Indagine Fimmg. Medici di famiglia sempre “più vecchi”. E per il 54% è proprio “il fattore età” a rallentare il cambiamento

Indagine Fimmg. Medici di famiglia sempre “più vecchi”. E per il 54% è proprio “il fattore età” a rallentare il cambiamento
Divulgati al congresso i risultati dell’indagine annuale del centro studi del sindacato. In ogni caso oltre il 75% dei medici dimostra un atteggiamento positivo verso i nuovi scenari."Più integrazione lavorativa tra i medici più anziani e quelli più giovani, dove i primi possano trasferire la loro esperienza e svolgere una funzione di tutoraggio sugli altri". L'INDAGINE

“Più della metà dei medici di medicina generale (il 54,5%) attribuisce al fenomeno dell’invecchiamento della categoria una valenza negativa ai fini della riorganizzazione delle cure primarie, in particolare i più giovani tra cui emerge una diffusa consapevolezza sul fatto che con l’avanzare dell’età i professionisti possano dimostrare una maggiore resistenza ai cambiamenti e a “mettersi in discussione”". Sono questi alcuni dei risultati della ricerca annuale del Centro studi nazionale della FIMMG “Anche i medici invecchiano. Problemi emergenti e sfide per i medici di medicina generale” presentata in occasione del 71°  Congresso nazionale FIMMG-Metis in corso in Sardegna. L’indagine è stata realizzata a maggio, attraverso un questionario, su un campione rappresentativo di oltre mille mmg
 
“Il tema dell’invecchiamento della categoria dei medici di medicina generale (sono pochi i medici di famiglia under 45) è particolarmente rilevante – si legge in una nota Fimmg –  in un momento in cui si delineano nuovi scenari organizzativi legati ai cambiamenti tecnologici, sistemici e socioeconomici in atto”.

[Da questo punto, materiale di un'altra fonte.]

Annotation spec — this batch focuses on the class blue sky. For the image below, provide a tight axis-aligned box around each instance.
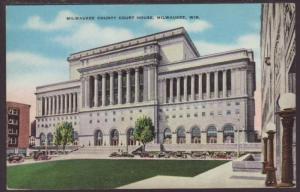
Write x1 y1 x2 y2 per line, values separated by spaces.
6 4 262 127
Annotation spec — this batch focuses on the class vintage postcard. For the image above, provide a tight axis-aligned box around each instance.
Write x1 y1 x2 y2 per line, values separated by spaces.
5 2 296 190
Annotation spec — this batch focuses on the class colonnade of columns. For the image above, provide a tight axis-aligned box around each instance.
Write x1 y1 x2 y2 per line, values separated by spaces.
82 65 155 108
164 69 239 103
40 93 78 116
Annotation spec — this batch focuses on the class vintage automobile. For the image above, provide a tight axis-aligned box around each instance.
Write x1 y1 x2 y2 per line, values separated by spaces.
7 154 25 163
33 152 51 161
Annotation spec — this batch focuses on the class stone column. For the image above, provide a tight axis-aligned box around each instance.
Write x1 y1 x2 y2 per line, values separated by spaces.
183 76 187 101
64 94 68 114
94 75 98 107
191 75 195 101
56 95 59 114
110 72 114 105
118 71 122 104
81 78 85 108
242 69 247 96
176 77 180 102
169 78 173 103
214 71 218 98
52 96 55 114
102 74 106 106
223 70 227 98
135 68 139 103
76 93 79 112
49 96 52 115
162 79 167 103
198 74 202 100
126 69 131 103
59 95 62 114
45 97 48 115
47 97 50 115
206 72 210 99
73 93 76 112
85 77 90 108
148 66 151 100
231 69 235 97
68 94 72 113
153 65 157 100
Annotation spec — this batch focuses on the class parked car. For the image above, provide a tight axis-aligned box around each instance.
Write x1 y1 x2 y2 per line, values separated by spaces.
33 152 51 161
8 154 24 163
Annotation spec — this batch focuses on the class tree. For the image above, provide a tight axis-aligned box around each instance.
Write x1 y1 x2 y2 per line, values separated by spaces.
54 122 74 154
134 116 155 152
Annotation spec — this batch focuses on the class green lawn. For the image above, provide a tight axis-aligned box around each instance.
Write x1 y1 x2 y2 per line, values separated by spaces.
7 159 228 189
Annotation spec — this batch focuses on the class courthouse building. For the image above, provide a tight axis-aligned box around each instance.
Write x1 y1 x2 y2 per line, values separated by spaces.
35 27 256 148
261 3 296 181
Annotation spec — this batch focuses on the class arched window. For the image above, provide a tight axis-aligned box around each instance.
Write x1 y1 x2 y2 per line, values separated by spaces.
110 129 119 146
94 130 103 146
191 127 201 144
127 128 135 146
207 126 217 144
223 125 234 143
40 133 46 146
47 133 53 145
177 127 186 144
163 128 172 144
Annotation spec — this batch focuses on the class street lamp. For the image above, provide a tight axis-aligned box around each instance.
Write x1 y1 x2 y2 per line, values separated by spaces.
262 132 268 174
265 122 277 186
276 93 296 187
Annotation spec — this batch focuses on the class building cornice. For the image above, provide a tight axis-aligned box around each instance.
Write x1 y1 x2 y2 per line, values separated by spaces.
77 53 161 73
67 27 199 62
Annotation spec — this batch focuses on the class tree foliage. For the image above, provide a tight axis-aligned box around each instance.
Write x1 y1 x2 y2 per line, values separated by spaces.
134 116 155 151
54 122 74 153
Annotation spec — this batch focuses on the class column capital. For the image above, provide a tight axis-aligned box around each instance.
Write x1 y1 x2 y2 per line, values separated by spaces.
126 68 131 73
118 70 122 75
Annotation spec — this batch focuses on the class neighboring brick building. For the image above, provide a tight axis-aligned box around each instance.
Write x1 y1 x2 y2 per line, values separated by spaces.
6 101 31 154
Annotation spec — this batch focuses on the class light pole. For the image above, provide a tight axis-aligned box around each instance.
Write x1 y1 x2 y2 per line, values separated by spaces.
262 132 268 174
265 123 277 186
276 93 296 187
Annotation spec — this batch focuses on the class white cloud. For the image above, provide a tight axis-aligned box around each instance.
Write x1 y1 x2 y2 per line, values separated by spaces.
146 18 212 33
7 51 65 67
53 22 135 51
24 10 77 31
195 34 260 55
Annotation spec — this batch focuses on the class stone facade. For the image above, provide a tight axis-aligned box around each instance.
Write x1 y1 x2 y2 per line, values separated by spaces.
35 27 256 149
261 3 296 181
6 101 31 153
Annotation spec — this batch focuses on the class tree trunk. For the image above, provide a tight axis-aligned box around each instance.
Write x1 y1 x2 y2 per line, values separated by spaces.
143 144 146 153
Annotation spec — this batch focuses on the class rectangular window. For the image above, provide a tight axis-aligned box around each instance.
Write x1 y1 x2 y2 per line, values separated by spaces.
202 112 205 116
226 110 231 115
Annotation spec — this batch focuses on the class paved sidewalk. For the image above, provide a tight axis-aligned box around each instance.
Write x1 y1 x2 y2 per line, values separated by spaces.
118 161 266 189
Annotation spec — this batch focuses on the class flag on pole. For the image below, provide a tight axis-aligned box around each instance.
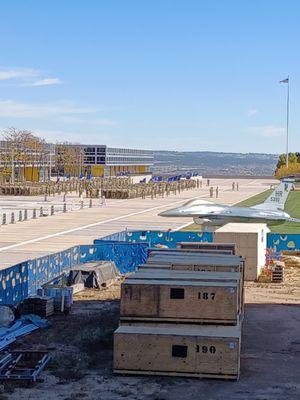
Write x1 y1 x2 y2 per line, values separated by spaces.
280 78 289 83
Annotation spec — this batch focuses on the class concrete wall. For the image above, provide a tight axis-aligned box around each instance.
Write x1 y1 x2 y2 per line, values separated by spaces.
214 223 270 281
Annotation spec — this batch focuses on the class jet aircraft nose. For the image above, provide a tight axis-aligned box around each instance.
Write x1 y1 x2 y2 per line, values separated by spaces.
159 207 184 217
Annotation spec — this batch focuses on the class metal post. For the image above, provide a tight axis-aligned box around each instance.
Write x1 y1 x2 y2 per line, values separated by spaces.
50 205 54 215
280 77 290 167
19 210 22 221
286 77 290 167
24 209 28 220
10 212 15 224
89 199 92 208
40 207 43 217
2 213 6 225
33 208 36 219
63 203 67 213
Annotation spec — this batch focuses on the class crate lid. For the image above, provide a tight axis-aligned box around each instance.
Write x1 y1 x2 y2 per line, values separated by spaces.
124 278 238 288
115 323 241 338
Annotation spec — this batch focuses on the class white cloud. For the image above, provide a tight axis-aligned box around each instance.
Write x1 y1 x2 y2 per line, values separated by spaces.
0 100 96 118
30 78 63 86
0 68 39 81
247 108 258 117
0 67 62 87
246 125 285 137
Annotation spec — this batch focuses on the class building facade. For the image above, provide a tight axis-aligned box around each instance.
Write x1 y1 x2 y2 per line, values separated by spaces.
56 144 154 177
0 140 153 181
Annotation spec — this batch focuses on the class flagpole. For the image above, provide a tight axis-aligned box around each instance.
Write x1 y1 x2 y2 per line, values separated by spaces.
286 76 290 168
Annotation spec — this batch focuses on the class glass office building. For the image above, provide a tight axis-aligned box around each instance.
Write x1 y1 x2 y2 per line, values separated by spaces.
59 144 154 177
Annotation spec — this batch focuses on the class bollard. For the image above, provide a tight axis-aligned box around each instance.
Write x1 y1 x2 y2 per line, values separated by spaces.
210 187 214 198
19 210 22 221
89 199 92 208
2 213 6 225
63 193 66 202
44 194 47 202
80 200 84 209
33 208 37 219
63 203 67 213
40 207 43 217
50 205 54 215
10 212 15 224
216 187 219 198
24 209 28 221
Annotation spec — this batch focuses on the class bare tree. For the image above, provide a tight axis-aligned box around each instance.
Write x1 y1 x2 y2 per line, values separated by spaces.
0 127 47 182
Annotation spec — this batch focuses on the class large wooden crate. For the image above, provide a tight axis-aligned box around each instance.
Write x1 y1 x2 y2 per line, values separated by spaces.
132 269 244 317
147 252 243 267
146 253 244 278
114 323 241 379
120 276 241 324
139 261 242 273
176 242 236 254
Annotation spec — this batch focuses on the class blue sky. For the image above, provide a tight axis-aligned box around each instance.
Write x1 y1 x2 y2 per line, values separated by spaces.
0 1 299 153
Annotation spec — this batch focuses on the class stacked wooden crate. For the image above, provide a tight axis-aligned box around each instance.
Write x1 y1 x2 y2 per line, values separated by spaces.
21 296 54 318
114 247 244 380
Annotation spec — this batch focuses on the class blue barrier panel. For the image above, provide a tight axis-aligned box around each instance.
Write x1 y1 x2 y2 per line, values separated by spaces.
27 259 37 297
70 246 80 267
49 253 62 279
99 231 127 242
109 230 214 248
0 263 25 305
267 233 300 252
79 243 148 273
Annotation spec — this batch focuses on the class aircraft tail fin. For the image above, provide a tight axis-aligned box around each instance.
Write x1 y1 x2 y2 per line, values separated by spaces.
252 179 294 211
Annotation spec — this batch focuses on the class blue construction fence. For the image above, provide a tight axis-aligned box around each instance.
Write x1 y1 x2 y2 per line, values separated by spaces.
100 230 300 253
0 242 148 306
98 230 213 247
1 229 300 306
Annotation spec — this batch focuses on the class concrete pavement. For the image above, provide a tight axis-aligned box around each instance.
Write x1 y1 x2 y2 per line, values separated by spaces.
0 178 277 268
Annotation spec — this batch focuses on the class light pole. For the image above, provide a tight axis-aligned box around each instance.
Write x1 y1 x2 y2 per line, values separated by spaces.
280 77 290 167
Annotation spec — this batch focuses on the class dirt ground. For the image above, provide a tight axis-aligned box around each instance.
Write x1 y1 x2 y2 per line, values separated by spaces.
2 267 300 400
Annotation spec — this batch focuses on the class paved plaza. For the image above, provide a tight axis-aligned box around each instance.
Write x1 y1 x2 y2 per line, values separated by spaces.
0 178 277 268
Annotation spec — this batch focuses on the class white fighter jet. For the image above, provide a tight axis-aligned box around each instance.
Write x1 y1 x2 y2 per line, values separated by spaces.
159 179 300 228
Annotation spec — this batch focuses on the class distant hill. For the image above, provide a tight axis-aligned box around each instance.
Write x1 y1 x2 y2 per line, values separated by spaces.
152 151 278 176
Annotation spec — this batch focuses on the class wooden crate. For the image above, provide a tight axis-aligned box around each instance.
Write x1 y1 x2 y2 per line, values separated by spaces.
114 323 241 379
147 253 244 270
139 262 242 273
120 277 241 324
176 242 236 254
132 269 244 317
148 251 240 263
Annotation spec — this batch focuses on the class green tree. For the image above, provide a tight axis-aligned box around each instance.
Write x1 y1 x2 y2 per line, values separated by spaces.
276 153 298 171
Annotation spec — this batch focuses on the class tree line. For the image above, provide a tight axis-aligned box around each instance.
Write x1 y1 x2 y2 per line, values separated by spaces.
275 153 300 179
0 127 84 182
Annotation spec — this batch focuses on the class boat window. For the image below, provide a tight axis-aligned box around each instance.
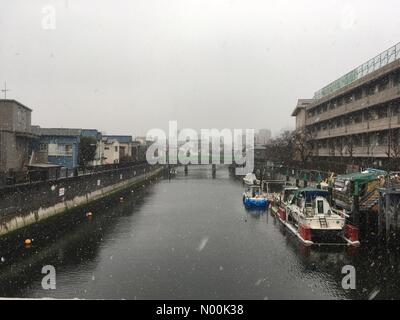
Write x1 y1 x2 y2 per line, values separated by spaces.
317 200 324 214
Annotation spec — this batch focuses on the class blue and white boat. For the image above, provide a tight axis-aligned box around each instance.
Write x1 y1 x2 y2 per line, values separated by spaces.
243 185 269 208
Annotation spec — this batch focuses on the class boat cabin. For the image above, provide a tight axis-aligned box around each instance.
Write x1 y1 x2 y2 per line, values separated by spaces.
245 185 262 197
282 187 298 204
290 188 333 217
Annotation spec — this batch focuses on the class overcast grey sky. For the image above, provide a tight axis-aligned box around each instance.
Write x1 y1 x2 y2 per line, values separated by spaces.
1 0 399 137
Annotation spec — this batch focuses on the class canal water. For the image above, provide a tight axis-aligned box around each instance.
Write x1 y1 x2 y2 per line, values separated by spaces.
0 165 399 299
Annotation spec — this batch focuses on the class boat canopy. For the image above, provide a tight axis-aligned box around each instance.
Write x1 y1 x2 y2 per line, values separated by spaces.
292 188 329 202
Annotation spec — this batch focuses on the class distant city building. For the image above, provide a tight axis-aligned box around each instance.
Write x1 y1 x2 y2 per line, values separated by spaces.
0 99 38 173
293 42 400 167
255 129 271 146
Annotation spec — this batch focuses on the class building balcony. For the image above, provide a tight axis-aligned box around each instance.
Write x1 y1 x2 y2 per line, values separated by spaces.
47 152 73 157
311 115 400 140
314 145 389 158
306 84 400 126
346 122 369 134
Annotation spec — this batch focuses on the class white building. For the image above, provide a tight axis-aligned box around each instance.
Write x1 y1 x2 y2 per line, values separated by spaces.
102 135 133 164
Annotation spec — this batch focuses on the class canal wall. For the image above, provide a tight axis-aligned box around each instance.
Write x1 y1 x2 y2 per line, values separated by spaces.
0 164 163 237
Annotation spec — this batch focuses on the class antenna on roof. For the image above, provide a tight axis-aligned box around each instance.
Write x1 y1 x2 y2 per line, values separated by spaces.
1 82 10 99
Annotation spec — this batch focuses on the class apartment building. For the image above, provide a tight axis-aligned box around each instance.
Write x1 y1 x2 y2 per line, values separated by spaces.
39 128 81 168
102 135 134 164
293 42 400 167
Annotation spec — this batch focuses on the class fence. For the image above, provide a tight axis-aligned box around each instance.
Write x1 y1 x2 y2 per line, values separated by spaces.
314 42 400 99
0 160 150 187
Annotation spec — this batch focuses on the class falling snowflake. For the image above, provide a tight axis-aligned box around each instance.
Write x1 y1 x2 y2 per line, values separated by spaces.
197 237 209 252
368 288 380 300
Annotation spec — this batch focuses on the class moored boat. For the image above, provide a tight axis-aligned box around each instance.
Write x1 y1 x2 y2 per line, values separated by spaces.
273 185 298 222
273 187 359 246
243 185 269 208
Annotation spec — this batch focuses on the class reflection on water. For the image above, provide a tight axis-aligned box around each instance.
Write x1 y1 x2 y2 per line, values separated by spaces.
0 165 399 299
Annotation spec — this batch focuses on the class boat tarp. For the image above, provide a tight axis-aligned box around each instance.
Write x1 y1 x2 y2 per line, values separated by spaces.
244 197 269 207
336 171 382 184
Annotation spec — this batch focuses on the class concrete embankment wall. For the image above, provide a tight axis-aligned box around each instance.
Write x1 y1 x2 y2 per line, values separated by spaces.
0 164 163 237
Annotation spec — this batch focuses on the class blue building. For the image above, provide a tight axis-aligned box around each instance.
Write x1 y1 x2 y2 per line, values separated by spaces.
39 128 82 169
81 129 102 140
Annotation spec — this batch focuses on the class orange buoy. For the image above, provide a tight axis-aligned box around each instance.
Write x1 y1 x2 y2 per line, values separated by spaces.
24 239 32 246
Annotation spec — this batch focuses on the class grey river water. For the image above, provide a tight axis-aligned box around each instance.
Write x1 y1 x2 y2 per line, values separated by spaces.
0 165 399 299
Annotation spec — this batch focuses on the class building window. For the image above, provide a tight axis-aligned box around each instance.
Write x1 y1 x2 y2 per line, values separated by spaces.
393 71 400 86
344 94 353 104
367 83 377 96
354 135 362 147
56 144 73 155
391 102 400 116
39 143 48 151
378 77 389 92
362 134 370 147
57 144 66 154
115 146 118 152
354 113 362 124
378 132 388 146
377 106 388 119
65 144 73 155
354 89 363 100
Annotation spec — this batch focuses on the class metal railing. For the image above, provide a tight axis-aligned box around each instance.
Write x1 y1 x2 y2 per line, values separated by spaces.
0 160 152 187
314 42 400 100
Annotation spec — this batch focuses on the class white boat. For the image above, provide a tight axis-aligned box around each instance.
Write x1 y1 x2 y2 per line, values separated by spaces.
273 185 298 207
242 173 260 186
273 187 359 246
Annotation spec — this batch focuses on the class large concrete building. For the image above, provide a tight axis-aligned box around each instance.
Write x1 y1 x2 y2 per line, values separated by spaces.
293 42 400 168
0 99 38 173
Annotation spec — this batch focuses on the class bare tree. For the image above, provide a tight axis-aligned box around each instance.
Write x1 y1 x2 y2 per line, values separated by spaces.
345 135 355 163
335 137 346 160
267 130 294 165
386 128 400 170
292 129 314 166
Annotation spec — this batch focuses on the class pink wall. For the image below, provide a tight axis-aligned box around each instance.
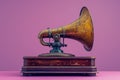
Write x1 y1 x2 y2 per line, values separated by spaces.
0 0 120 71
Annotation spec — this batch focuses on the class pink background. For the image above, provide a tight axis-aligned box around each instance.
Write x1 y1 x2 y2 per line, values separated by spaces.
0 0 120 71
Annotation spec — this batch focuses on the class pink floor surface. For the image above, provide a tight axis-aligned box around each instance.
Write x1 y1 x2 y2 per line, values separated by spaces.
0 71 120 80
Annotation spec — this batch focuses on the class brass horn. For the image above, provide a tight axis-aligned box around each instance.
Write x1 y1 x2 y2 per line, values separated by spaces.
38 7 94 51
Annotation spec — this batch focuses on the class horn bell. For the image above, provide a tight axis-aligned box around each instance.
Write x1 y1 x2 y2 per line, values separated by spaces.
38 7 94 51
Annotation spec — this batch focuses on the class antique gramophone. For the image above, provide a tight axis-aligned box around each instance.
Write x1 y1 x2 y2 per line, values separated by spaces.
22 7 97 76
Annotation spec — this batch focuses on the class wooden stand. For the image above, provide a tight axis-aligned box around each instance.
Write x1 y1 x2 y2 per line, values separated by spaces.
22 56 97 76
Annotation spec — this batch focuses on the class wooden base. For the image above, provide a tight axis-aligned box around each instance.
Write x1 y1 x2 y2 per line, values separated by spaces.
22 56 97 76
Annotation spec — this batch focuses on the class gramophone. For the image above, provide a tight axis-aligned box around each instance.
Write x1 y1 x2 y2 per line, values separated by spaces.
22 7 97 76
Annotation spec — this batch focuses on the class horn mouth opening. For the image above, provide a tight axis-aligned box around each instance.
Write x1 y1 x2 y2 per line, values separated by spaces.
80 7 94 51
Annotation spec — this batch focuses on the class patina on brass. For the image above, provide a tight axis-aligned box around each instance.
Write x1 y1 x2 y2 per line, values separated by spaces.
38 7 94 51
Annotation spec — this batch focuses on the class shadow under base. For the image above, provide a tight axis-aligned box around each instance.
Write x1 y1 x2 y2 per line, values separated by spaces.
22 72 96 76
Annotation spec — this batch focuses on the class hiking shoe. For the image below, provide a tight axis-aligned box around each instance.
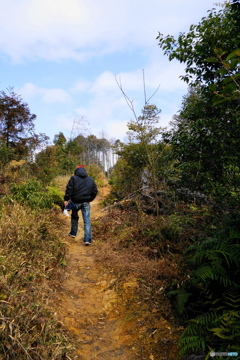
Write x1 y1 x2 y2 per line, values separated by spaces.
68 233 76 238
84 241 91 246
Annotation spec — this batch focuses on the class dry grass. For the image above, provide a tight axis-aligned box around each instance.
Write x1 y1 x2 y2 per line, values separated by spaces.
53 175 70 194
0 202 72 359
92 198 213 358
93 206 190 309
92 206 188 359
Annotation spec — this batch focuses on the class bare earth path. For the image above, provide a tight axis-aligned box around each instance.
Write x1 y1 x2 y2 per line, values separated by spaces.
53 190 136 360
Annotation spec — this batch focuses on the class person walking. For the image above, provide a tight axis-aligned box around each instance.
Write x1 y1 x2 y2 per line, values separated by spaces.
64 165 98 245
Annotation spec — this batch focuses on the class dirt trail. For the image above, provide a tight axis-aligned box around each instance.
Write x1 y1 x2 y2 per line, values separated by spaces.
53 189 136 360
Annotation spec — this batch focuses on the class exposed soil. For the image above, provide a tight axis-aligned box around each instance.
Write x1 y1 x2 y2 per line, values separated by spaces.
52 187 135 359
52 187 180 360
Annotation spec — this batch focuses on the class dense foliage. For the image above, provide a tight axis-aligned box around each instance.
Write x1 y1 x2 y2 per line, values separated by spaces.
155 1 240 358
157 0 240 208
163 88 240 206
109 104 172 204
157 1 240 88
33 132 115 184
0 88 48 166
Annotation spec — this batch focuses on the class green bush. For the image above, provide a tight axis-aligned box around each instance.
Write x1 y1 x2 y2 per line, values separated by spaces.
46 185 64 207
169 228 240 358
7 180 62 209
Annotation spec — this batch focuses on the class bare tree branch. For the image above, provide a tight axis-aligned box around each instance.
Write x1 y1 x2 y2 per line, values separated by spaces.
143 69 147 105
115 71 161 119
146 83 161 104
115 75 138 121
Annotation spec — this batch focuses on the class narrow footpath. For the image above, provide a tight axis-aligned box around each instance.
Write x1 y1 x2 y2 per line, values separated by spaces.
53 190 137 360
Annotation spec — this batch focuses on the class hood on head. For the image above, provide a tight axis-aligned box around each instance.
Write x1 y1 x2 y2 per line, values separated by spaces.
74 166 88 178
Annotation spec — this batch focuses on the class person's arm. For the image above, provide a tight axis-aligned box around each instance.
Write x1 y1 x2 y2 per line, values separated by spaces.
91 181 98 201
64 176 74 201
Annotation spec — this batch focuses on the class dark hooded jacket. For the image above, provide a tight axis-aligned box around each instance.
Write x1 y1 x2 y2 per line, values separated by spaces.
64 167 98 203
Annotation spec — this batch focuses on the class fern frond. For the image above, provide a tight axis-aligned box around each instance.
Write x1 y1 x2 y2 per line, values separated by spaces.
178 322 206 356
178 336 206 357
177 231 240 358
193 311 219 326
210 310 240 340
224 289 240 309
228 228 240 241
216 271 239 289
167 288 191 315
210 326 234 340
186 238 218 265
192 265 214 281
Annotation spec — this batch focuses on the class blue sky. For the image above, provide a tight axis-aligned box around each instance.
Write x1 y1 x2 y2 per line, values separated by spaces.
0 0 223 144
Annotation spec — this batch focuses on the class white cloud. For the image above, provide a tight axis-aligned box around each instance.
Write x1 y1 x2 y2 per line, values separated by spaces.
60 64 186 139
0 0 222 62
17 61 187 141
115 59 187 96
26 0 89 28
19 83 72 104
54 113 76 137
42 88 72 103
90 71 124 96
1 0 224 142
71 79 92 93
18 83 39 98
100 119 129 141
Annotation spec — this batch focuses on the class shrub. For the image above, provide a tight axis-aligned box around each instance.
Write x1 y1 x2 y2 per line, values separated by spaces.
46 185 64 208
6 180 63 210
169 228 240 358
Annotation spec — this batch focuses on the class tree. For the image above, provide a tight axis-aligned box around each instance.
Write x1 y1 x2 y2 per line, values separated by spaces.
206 48 240 104
165 88 240 199
157 1 240 87
127 104 161 144
158 1 240 204
110 103 171 211
157 3 240 356
35 146 59 185
53 132 67 146
0 88 45 164
127 104 165 209
114 73 177 213
52 132 75 174
109 154 142 199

Tuttavia, nonostante il fattore età, l’indagine rileva come “oltre il 75% dei medici dimostra un atteggiamento positivo verso il cambiamento: un 35% afferma di confidare, per affrontarlo, nell’elevato interesse verso la professione, un 27% nei nuovi stimoli e motivi di impegno nelle nuove modalità di lavoro, un altro 14,8% conferma che un rinnovamento era assolutamente necessario”. Un ampio consenso viene registrato rispetto a programmi di integrazione lavorativa tra i medici più anziani e quelli più giovani, dove i primi possano trasferire la loro esperienza e svolgere una funzione di tutoraggio sugli altri.
 
L’ipotesi di disporre di soluzioni lavorative flessibili che favoriscano un accesso anticipato a parziali prestazioni pensionistiche e un più rapido inserimento di forze giovani nella professione viene giudicata “appropriata per risolvere il problema” dal 68% del campione (soprattutto medici anziani, donne, del nordest), anche se solo il 34,3% pensa che possa essere realizzata (forse perché l’intervento è causa di modifica del proprio status). Mentre il 29,3%  afferma di voler continuare ad esercitare la professione anche dopo il pensionamento. E l’attuale limite di età pensionabile è giudicato adeguato dal 37% del campione; il 41,4% lo giudica poco o per niente adeguato.

Il 70,6% del campione dice di essere stato in grado di acquisire “molto” nel corso della propria vita professionale per quanto riguarda nuove capacità e competenze e di saperle efficacemente utilizzare. 9 mmg su 10 pensano che lo studio continuo sia un dovere professionale prima che un obbligo.

“L’indagine evidenzia come i medici percepiscano le spinte per aggiornare capacità e competenze, trainati su questo dalla parte più giovane della categoria – spiega il responsabile del Centro Studi della FIMMG, Paolo Misericordia – i mmg si rendono disponibili ad affrontare un cambiamento partecipato nella sua definizione, anche se talmente articolato da incidere sugli aspetti identitari della professione. Ritengono che le maggiori risorse dovrebbero essere indirizzate su specifici aspetti organizzativi”.